What to do when your Always On cluster loses quorum?

AGs are based on Windows Clustering. The WSFC procedures for quorum loss apply.

  • WSFC Disaster Recovery through Forced Quorum
  • Force a WSFC Cluster to Start Without a Quorum

Once the WSFC is running, you can then force AG, if needed. Perform a Forced Manual Failover of an Availability Group:

After forcing quorum on the WSFC cluster (forced quorum), you need to force failover each availability group (with possible data loss). Forcing failover is required because the real state of the WSFC cluster values might have been lost. However, you can avoid data loss, if are able to force failover on the server instance that was hosting the replica that was the primary replica before you forced quorum or to a secondary replica that was synchronized before you forced quorum. For more information, see Potential Ways to Avoid Data Loss After Quorum is Forced.
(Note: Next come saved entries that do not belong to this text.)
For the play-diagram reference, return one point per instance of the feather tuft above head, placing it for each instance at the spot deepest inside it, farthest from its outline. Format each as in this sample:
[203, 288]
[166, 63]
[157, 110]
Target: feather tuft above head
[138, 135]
What to do when your AlwaysOn cluster loses quorum?

I have been into this situation especially with Multi-subnet clustering spanning different countries (NY-LD-HK).

How to avoid Quorum Loss in a multi-subnet cluster ?

  • Change the cluster default setting to a more relaxed monitoring state especially Cluster Heartbeat settings using CrossSubnetDelay, or CrossSubnetThreshold property by this hotfix.
  • AG uses WSFC which inturn uses quorum based approach for determining cluster health. Make sure you proper choose and configure the quorum. This blog post dives deeper into Quorum vote configuration for AlwaysON
  • Things change in Windows server 2016 with the introduction of site aware clusters and cloud witness.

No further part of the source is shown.